The first issue which arose for consideration was whether Kuala Lumpur was the designated seat or juridical seat of arbitration and the same had been shifted to London. The issue was important as the procedure for the conduct of arbitral proceeding would depend upon the procedural law of the country where the seat of arbitration is seated. The Court observed that as per the terms of the contract entered into by five parties, the seat of arbitration was Kuala Lumpur, Malaysia. However, due to outbreak of epidemic SARS, the Arbitral Tribunal decided to hold its sittings first at Amsterdam and then at London and the parties did not object to this. In the proceedings held at London, the Arbitral Tribunal recorded the consent of the parties for shifting the juridical seat of arbitration to London. Whether this amounted to shifting of the physical or juridical seat of arbitration from Kuala Lumpur to London?

As per the terms of agreement, the seat of arbitration was Kuala Lumpur. If the parties wanted to amend clauses of the contract they could have done so only by written instrument which was required to be signed by all of them. Admittedly, neither any agreement was there between the parties to the contract to shift the juridical seat of arbitration from Kuala Lumpur to London, nor was any written instrument signed by them for amending clause of the contract. Therefore, the mere fact that the parties to the particular arbitration had agreed for shifting of the seat of arbitration to London cannot be interpreted as anything except physical change of the venue of arbitration from Kuala Lumpur to London. Under the English law the seat of arbitration means juridical seat of arbitration, which can be designated by the parties to the arbitration agreement or by any arbitral or other institution or person empowered by the parties to do so or by the Arbitral Tribunal, if so authorised by the parties. In contrast, there is no provision in the Act under which the Arbitral Tribunal could change the juridical seat of arbitration which, as per the agreement of the parties, was Kuala Lumpur. Therefore, mere change in the physical venue of the hearing from Kuala Lumpur to Amsterdam and London did not amount to change in the juridical seat of arbitration.

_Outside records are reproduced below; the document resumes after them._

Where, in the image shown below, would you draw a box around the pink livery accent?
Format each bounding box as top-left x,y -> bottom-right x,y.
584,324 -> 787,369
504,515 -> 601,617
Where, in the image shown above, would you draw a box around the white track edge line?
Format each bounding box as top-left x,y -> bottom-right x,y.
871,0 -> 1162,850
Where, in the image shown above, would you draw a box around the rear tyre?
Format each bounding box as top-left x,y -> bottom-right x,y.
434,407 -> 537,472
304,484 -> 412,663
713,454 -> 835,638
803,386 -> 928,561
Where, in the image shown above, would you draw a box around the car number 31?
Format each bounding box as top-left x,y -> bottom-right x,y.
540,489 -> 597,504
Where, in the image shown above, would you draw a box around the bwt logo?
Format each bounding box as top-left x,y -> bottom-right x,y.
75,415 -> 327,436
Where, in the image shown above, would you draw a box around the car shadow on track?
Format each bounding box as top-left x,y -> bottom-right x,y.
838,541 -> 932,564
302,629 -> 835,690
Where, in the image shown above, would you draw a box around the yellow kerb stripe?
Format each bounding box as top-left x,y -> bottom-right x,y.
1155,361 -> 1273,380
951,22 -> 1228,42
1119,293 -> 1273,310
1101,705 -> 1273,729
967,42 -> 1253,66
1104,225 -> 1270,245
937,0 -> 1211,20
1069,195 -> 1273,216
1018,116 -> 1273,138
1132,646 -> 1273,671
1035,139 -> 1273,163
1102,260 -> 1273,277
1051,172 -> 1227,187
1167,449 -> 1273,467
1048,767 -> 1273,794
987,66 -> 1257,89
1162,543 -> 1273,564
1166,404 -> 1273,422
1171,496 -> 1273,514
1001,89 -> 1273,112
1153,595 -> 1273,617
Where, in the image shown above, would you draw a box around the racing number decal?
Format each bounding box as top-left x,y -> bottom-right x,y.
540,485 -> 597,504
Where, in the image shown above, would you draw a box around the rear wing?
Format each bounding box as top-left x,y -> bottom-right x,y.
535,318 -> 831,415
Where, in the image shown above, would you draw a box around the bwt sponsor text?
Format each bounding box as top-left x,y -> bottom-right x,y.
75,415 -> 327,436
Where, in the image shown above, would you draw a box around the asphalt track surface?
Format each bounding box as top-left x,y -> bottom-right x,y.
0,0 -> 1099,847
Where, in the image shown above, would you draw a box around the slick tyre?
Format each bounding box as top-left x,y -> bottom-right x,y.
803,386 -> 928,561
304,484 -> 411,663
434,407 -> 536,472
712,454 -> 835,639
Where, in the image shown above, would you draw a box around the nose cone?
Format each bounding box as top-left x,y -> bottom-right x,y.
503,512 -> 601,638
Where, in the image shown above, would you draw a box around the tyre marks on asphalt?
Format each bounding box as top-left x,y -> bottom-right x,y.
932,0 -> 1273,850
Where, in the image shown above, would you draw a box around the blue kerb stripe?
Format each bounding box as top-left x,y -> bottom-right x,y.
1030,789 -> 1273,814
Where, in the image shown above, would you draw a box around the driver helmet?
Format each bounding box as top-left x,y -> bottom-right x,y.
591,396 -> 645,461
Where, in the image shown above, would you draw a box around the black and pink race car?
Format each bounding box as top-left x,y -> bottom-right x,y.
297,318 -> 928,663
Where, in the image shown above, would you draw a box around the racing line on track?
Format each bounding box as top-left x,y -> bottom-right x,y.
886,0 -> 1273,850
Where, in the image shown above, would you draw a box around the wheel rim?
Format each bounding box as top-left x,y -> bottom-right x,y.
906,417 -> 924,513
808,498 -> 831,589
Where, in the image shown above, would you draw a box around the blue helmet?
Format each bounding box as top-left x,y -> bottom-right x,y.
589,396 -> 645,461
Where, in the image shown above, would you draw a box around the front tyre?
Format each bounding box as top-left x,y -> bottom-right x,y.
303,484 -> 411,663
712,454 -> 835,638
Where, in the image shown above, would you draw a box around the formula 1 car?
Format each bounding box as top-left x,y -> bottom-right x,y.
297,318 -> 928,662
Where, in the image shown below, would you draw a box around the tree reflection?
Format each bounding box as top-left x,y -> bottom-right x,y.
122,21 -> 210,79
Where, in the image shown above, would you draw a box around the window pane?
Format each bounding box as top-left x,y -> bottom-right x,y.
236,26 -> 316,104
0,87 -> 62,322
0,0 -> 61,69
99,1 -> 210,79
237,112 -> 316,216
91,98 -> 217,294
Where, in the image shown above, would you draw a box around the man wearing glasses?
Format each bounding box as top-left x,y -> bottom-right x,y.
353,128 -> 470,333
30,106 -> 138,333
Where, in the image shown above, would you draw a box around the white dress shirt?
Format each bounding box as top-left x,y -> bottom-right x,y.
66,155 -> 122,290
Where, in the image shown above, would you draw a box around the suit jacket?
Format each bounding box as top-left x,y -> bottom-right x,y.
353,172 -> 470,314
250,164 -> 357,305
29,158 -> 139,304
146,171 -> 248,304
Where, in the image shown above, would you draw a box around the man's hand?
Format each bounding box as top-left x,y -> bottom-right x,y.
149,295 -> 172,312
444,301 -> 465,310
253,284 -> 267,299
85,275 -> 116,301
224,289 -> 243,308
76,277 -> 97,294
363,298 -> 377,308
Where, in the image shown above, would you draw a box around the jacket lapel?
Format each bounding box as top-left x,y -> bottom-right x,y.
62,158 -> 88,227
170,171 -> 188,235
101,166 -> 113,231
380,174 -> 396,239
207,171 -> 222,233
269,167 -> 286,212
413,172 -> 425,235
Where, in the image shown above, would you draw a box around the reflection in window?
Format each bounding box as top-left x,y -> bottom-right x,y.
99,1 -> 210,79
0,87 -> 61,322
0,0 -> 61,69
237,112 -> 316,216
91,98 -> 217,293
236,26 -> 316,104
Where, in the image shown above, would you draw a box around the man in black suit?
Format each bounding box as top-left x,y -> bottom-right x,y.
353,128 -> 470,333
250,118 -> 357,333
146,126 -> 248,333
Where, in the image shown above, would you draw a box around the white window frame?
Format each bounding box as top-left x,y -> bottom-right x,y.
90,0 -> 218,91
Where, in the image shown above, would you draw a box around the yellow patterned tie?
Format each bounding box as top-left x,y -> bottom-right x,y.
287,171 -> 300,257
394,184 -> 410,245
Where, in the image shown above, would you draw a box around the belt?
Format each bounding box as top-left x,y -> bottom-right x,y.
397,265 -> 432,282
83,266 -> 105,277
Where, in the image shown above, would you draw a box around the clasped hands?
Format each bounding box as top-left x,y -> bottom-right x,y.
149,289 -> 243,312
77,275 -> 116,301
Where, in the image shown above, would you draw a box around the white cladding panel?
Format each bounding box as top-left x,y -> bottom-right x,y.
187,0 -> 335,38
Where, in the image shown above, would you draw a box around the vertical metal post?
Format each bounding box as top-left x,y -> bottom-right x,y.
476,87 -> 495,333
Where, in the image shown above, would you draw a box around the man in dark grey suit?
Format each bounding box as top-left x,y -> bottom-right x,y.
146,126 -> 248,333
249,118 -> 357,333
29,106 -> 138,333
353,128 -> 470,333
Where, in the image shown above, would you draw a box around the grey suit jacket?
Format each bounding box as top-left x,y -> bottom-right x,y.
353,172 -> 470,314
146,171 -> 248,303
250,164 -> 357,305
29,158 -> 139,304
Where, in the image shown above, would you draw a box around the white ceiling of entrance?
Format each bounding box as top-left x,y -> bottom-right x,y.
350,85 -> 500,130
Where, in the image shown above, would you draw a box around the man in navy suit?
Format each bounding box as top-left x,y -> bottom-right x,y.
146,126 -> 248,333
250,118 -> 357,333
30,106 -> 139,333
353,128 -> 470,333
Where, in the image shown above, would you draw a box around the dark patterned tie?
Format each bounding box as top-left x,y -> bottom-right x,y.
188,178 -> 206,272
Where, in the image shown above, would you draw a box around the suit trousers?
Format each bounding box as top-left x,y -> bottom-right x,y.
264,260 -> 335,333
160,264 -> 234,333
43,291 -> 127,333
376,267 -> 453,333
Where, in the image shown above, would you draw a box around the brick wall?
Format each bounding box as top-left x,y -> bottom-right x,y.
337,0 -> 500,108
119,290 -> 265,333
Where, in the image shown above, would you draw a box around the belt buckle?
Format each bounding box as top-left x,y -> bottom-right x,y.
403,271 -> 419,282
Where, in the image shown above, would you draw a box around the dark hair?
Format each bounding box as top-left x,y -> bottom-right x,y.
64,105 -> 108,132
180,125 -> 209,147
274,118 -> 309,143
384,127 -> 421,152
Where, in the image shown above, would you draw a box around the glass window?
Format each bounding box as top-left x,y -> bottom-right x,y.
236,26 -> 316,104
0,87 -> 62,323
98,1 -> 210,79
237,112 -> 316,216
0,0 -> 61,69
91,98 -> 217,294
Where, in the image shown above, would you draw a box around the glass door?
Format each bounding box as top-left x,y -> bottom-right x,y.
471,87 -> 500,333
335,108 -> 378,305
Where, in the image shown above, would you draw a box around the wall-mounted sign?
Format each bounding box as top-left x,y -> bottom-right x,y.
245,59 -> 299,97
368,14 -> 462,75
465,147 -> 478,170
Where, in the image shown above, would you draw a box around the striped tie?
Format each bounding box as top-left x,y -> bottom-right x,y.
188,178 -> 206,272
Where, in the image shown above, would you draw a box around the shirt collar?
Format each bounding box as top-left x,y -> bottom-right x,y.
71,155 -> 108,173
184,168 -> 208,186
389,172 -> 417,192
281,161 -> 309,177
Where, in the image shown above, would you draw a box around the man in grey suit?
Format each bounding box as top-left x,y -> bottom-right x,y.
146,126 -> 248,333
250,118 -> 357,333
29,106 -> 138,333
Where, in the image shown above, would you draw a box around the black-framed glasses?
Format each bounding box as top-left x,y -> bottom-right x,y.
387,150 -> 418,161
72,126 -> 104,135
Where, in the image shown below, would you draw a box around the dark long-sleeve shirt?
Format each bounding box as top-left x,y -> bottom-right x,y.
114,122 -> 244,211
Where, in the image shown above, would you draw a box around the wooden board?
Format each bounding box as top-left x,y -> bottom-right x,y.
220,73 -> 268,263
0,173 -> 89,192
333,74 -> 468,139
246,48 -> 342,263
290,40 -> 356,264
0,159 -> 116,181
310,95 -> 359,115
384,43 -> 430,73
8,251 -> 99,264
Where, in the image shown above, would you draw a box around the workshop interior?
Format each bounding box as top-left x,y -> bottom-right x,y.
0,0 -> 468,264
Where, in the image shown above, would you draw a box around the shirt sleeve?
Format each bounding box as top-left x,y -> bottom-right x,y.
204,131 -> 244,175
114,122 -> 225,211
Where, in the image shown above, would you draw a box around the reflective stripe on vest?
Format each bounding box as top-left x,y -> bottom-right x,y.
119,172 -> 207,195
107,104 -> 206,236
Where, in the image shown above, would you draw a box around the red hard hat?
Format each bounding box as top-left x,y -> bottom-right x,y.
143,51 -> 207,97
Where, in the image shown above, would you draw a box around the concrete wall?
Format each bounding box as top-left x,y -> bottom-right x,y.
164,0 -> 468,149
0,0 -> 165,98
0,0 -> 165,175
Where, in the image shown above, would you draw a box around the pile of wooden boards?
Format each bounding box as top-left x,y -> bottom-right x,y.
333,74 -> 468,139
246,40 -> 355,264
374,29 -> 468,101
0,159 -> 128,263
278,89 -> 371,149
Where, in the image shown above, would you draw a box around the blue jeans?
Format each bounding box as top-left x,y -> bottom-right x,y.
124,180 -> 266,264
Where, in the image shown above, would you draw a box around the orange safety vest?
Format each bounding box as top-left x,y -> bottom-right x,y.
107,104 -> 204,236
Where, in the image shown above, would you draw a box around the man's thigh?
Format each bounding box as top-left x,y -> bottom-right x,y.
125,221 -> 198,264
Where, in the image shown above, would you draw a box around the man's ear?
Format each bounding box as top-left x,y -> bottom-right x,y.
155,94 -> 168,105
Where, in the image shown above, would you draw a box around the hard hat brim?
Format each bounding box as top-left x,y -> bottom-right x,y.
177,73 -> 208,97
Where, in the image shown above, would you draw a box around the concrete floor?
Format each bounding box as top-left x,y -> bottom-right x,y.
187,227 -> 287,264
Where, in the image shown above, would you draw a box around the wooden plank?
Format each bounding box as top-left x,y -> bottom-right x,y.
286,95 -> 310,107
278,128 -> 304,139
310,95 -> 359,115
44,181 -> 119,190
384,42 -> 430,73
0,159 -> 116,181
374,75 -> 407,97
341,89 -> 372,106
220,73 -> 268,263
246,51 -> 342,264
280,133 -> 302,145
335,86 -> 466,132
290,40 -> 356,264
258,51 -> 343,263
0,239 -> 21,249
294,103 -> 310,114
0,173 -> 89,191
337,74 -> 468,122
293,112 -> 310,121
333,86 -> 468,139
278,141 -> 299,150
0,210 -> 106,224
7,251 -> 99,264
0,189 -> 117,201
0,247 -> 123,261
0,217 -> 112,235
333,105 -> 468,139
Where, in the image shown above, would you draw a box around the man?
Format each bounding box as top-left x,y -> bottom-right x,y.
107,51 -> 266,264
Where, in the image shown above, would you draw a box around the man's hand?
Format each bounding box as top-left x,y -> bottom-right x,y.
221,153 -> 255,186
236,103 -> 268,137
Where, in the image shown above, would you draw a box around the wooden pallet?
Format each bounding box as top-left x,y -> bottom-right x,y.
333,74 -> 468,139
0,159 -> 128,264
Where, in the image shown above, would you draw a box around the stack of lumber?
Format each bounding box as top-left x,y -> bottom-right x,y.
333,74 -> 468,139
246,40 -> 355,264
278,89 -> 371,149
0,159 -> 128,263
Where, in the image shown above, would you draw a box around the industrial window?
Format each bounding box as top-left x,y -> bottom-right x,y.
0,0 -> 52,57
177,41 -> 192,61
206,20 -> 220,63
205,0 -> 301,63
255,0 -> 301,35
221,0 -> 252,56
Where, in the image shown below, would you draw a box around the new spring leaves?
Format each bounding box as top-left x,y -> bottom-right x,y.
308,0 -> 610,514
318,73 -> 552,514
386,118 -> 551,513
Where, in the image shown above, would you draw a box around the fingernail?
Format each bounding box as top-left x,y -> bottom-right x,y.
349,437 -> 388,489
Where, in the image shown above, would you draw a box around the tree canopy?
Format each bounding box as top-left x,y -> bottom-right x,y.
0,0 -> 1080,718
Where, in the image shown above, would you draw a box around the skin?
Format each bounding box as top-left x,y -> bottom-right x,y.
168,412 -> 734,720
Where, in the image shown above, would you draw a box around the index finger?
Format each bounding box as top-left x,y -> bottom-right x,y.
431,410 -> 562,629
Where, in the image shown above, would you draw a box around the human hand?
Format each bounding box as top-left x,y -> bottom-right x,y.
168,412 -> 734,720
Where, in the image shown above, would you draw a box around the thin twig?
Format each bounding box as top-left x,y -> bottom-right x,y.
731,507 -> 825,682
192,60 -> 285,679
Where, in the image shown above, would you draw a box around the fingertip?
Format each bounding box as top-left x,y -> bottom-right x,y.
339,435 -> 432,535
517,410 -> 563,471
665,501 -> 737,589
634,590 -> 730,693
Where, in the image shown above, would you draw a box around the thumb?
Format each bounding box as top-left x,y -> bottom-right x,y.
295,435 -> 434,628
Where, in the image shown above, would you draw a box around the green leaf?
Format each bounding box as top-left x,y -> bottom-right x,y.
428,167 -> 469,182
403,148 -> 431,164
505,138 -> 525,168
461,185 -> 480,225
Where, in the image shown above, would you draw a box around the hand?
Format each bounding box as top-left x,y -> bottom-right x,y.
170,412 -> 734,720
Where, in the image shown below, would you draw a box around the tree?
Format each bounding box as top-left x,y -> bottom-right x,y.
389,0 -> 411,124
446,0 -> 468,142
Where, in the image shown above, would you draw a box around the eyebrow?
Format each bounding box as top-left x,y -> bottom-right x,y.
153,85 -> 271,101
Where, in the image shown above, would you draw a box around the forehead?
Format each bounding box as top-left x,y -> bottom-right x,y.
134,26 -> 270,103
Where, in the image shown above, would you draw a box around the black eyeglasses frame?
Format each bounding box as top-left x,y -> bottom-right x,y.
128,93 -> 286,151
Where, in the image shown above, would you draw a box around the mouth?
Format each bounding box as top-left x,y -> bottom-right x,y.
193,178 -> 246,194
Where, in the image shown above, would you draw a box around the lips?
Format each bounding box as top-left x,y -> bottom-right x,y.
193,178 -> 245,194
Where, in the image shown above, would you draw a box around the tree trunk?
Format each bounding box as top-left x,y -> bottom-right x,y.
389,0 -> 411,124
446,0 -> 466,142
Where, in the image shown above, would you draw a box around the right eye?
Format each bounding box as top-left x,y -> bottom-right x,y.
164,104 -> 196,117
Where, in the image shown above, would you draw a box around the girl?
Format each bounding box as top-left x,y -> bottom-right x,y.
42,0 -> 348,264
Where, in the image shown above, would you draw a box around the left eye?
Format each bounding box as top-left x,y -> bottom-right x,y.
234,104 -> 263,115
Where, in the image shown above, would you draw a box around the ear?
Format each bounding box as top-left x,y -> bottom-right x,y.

The next issue for consideration was whether the Delhi High Court could entertain the petition filed by the respondents u/s. 9 of the Act. It was held that once the parties had agreed to be governed by any law other than Indian law in cases of international commercial arbitration, then that law would prevail and the provisions of the Act cannot be invoked questioning the arbitration proceedings or the award. The parties had agreed that the arbitration shall be governed by the laws of England. This necessarily implies that the parties had agreed to exclude the provisions of Part I of the Act. It was held that the Delhi High Court did not have the jurisdiction to entertain the petition filed by the respondents u/s. 9 of the Act and the mere fact that the appellant had earlier filed similar petitions was not sufficient to clothe that the High Court had the jurisdiction to entertain the petition filed by the respondents. The appeal was allowed.